What is placenta accreta?

A delay in the delivery of the placenta because it is abnormally adhered to the uterine lining.

What causes placenta accreta?

Under normal circumstances, the placenta implants itself on the surface of the uterine lining. However if the placenta invades the lining of the uterus, it cannot be removed at the time of the delivery. A placenta that has grown into (or through) the uterine wall is a placenta accreta variant. The most severe form, placenta percreta, involves placental growth through the entire wall of the uterus into the surrounding tissues. Patients at risk for this include those who have had multiple cesarean sections, fibroid removals that involved going into the uterine cavity, aggressive D&C (scraping), endometrial ablation and prior uterine artery embolization therapy.
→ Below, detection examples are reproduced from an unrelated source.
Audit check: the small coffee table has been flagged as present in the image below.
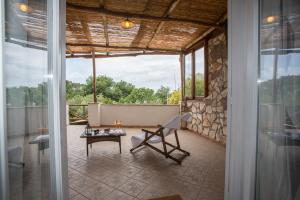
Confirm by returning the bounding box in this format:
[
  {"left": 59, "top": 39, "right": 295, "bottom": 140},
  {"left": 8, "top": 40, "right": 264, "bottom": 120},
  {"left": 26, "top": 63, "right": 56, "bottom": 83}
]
[{"left": 80, "top": 128, "right": 126, "bottom": 156}]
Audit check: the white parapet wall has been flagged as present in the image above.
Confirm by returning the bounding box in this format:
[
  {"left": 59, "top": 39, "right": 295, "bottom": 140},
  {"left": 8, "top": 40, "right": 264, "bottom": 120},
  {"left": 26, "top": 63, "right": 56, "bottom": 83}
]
[
  {"left": 88, "top": 103, "right": 101, "bottom": 126},
  {"left": 100, "top": 104, "right": 180, "bottom": 127}
]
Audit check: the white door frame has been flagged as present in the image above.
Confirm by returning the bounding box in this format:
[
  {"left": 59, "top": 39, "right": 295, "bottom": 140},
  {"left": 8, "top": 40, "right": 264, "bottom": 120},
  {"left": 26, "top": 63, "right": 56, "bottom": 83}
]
[
  {"left": 225, "top": 0, "right": 259, "bottom": 200},
  {"left": 0, "top": 0, "right": 69, "bottom": 200},
  {"left": 47, "top": 0, "right": 69, "bottom": 200}
]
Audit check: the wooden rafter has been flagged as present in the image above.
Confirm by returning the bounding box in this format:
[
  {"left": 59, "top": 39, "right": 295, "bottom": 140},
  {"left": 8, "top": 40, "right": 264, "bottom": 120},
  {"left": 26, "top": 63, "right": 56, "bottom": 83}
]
[
  {"left": 66, "top": 52, "right": 179, "bottom": 58},
  {"left": 147, "top": 0, "right": 180, "bottom": 47},
  {"left": 67, "top": 3, "right": 219, "bottom": 27},
  {"left": 131, "top": 0, "right": 150, "bottom": 46},
  {"left": 185, "top": 13, "right": 227, "bottom": 50},
  {"left": 67, "top": 43, "right": 180, "bottom": 53},
  {"left": 99, "top": 0, "right": 109, "bottom": 46}
]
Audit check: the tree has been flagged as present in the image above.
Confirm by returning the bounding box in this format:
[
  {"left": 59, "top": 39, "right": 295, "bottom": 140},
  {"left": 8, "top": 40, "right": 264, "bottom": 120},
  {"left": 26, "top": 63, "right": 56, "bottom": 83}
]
[
  {"left": 168, "top": 90, "right": 181, "bottom": 104},
  {"left": 112, "top": 81, "right": 135, "bottom": 102},
  {"left": 155, "top": 86, "right": 170, "bottom": 104},
  {"left": 84, "top": 76, "right": 115, "bottom": 99},
  {"left": 121, "top": 88, "right": 155, "bottom": 103}
]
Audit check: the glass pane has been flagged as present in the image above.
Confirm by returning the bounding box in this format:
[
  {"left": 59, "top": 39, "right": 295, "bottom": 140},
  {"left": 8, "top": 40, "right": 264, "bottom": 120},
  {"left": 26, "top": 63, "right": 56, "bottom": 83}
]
[
  {"left": 195, "top": 48, "right": 204, "bottom": 96},
  {"left": 4, "top": 0, "right": 50, "bottom": 200},
  {"left": 256, "top": 0, "right": 300, "bottom": 200},
  {"left": 184, "top": 53, "right": 192, "bottom": 97}
]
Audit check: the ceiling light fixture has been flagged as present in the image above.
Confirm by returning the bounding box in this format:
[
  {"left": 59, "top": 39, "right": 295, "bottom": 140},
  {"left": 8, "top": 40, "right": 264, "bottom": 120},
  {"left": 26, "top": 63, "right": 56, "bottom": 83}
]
[
  {"left": 16, "top": 3, "right": 32, "bottom": 13},
  {"left": 121, "top": 18, "right": 134, "bottom": 29},
  {"left": 265, "top": 15, "right": 277, "bottom": 24}
]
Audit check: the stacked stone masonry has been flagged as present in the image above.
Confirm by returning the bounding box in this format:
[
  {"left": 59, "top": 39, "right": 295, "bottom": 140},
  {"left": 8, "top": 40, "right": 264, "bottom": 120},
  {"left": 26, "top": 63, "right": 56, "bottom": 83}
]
[{"left": 183, "top": 33, "right": 228, "bottom": 144}]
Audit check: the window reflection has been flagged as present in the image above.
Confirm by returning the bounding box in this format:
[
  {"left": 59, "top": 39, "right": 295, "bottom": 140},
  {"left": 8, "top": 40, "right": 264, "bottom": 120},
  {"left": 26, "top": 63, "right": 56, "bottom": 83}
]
[
  {"left": 184, "top": 53, "right": 192, "bottom": 97},
  {"left": 256, "top": 0, "right": 300, "bottom": 200},
  {"left": 4, "top": 0, "right": 50, "bottom": 200},
  {"left": 195, "top": 48, "right": 204, "bottom": 96}
]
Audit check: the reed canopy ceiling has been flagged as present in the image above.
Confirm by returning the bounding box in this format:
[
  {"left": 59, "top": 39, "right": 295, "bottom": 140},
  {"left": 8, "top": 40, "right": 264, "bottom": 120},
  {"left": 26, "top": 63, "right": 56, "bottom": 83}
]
[
  {"left": 5, "top": 0, "right": 227, "bottom": 57},
  {"left": 66, "top": 0, "right": 227, "bottom": 57}
]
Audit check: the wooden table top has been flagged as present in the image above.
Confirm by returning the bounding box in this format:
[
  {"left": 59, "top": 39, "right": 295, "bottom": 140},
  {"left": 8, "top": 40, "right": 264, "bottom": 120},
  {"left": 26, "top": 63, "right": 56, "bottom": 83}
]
[{"left": 80, "top": 128, "right": 126, "bottom": 138}]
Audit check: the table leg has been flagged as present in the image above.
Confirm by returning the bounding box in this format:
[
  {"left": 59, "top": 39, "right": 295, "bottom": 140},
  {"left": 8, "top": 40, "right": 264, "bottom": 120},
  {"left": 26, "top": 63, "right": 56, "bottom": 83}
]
[{"left": 119, "top": 136, "right": 122, "bottom": 153}]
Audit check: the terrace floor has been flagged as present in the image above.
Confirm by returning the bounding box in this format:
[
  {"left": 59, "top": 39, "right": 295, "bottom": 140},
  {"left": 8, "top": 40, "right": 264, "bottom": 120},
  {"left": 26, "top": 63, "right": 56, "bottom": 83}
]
[{"left": 68, "top": 126, "right": 225, "bottom": 200}]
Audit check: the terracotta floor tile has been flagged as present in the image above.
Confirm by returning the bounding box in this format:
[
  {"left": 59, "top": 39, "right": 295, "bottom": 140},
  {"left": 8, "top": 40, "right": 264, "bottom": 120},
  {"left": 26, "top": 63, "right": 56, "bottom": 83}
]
[{"left": 68, "top": 126, "right": 225, "bottom": 200}]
What are the symptoms of placenta accreta?

Little to no bleeding following birth of the fetus and no natural separation leading to delivery of the placenta within 30 minutes.

How is placenta accreta diagnosed?

Prior to ultrasound diagnosis, placenta accreta was diagnosed at the time of delivery and attempts to remove the placenta would lead to profuse hemorrhage, requiring emergent hysterectomy to preserve the mother’s life. Now placenta accreta can be diagnosed with an ultrasound during pregnancy.

What is the treatment for placenta accreta?

Previously a patient with a known placenta accreta would undergo a hysterectomy at the time of the cesarean section. With the advances in medical and surgical management, other options for uterine preservation are available.